Supplementary Material (public)

2359086_Suppl.pdf
(Supplementary material), 915KB

Citation

Fitz, V., Shin, J., Ehrlich, C., Farnung, L., Cramer, P., Zaburdaev, V., et al. (2016). Nucleosomal arrangement affects single-molecule transcription dynamics. Proceedings of the National Academy of Sciences of the United States of America, 113(45), 12733-12738. doi:10.1073/pnas.1602764113.
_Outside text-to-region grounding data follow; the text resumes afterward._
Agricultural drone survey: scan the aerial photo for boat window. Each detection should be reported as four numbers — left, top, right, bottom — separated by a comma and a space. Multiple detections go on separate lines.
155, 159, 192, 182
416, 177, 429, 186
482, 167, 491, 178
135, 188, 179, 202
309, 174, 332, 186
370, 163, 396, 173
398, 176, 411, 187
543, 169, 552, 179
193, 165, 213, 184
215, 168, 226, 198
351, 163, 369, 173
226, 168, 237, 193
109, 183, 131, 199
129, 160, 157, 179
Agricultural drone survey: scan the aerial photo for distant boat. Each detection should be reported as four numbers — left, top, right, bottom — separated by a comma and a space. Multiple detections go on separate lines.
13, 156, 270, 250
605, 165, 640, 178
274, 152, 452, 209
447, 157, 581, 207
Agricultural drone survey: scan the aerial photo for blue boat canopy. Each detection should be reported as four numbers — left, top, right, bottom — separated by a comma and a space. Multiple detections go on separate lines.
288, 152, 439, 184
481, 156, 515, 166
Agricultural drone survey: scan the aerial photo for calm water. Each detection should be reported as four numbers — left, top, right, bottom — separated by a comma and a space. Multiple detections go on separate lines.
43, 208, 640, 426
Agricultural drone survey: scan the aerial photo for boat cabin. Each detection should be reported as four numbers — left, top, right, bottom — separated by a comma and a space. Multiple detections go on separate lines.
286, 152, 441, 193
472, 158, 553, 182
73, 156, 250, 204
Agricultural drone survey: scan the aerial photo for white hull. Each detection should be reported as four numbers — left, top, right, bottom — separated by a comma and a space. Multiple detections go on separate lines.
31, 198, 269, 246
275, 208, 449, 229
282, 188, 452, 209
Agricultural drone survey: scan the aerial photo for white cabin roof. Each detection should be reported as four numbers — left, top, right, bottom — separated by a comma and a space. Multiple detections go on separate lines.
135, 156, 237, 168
Cite as: http://hdl.handle.net/11858/00-001M-0000-002B-B96F-2
Abstract
In eukaryotes, gene expression depends on chromatin organization. However, how chromatin affects the transcription dynamics of individual RNA polymerases has remained elusive. Here, we use dual trap optical tweezers to study single yeast RNA polymerase II (Pol II) molecules transcribing along a DNA template with two nucleosomes. The slowdown and the changes in pausing behavior within the nucleosomal region allow us to determine a drift coefficient, χ, which characterizes the ability of the enzyme to recover from a nucleosomal backtrack. Notably, χ can be used to predict the probability to pass the first nucleosome. Importantly, the presence of a second nucleosome changes χ in a manner that depends on the spacing between the two nucleosomes, as well as on their rotational arrangement on the helical DNA molecule. Our results indicate that the ability of Pol II to pass the first nucleosome is increased when the next nucleosome is turned away from the first one to face the opposite side of the DNA template. These findings help to rationalize how chromatin arrangement affects Pol II transcription dynamics.